Il en est de même pour le maintien d'un pH acide dans les lysosomes ; le passage des protons est couplé à un passage inverse d'ions potassium. Une pompe à protons est aussi considérée comme pouvant fonctionner à l'envers dans les oxydations phosphorylantes de la respiration mitochondriale. Une protéine de 34 kDa, qui contient 313 acides aminés dont une cystéine 42 indispensable, joue un rôle de transporteur de l'ion phosphate dans la membrane interne des mitochondries en même temps que d'un ion H+.
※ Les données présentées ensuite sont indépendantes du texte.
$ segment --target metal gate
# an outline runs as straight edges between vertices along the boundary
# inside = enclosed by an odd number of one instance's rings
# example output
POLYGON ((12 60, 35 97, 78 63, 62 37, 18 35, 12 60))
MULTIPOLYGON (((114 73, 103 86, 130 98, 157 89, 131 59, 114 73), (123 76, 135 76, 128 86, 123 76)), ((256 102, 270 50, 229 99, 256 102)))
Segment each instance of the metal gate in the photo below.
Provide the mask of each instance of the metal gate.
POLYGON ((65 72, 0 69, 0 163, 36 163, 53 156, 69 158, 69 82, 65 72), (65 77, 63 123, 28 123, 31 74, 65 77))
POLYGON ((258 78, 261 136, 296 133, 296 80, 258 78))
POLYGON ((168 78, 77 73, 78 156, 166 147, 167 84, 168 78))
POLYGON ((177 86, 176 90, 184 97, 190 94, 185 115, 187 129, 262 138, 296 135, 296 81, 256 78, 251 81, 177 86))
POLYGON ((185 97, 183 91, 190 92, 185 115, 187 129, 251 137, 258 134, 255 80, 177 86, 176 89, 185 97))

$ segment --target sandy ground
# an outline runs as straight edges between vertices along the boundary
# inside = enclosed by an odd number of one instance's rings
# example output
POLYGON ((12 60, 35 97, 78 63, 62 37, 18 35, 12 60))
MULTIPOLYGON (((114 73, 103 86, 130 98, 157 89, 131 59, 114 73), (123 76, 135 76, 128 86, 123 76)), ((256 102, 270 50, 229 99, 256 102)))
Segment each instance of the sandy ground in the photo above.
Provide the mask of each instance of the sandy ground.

H+ / K+ adénosyltriphosphatase (H+ / K+ ATPase, pompe à proton), omeprazole, lansoprazole

post-traductionnel adj.

post-traductional

Désigne les évènements de la biosynthèse des protéines qui surviennent après la terminaison de la traduction proprement dite.
En général, on ne parle de modifications posttraductionnelles que jusqu'au terme des évènements (adressage, sécrétion, transport, activation, etc) qui conduisent à la protéine mature, c'est-à-dire arrivée à son emplacement définitif et ayant acquis toute son activité.

pppApApA-synthétase n.f.

pppApApA synthetase

Enzyme dont la forme phosphorylée est active pour catalyser la synthèse d'oligonucléotides adényliques 2-5A, tels que le pppApApA, à partir de molécules d'ATP.
La phosphorylation de cet enzyme implique une protéine-kinase particulière, dite dsRNA-dépendante (c'est-à-dire dépendante de la présence d'un ARN double brin, ou d'un virus).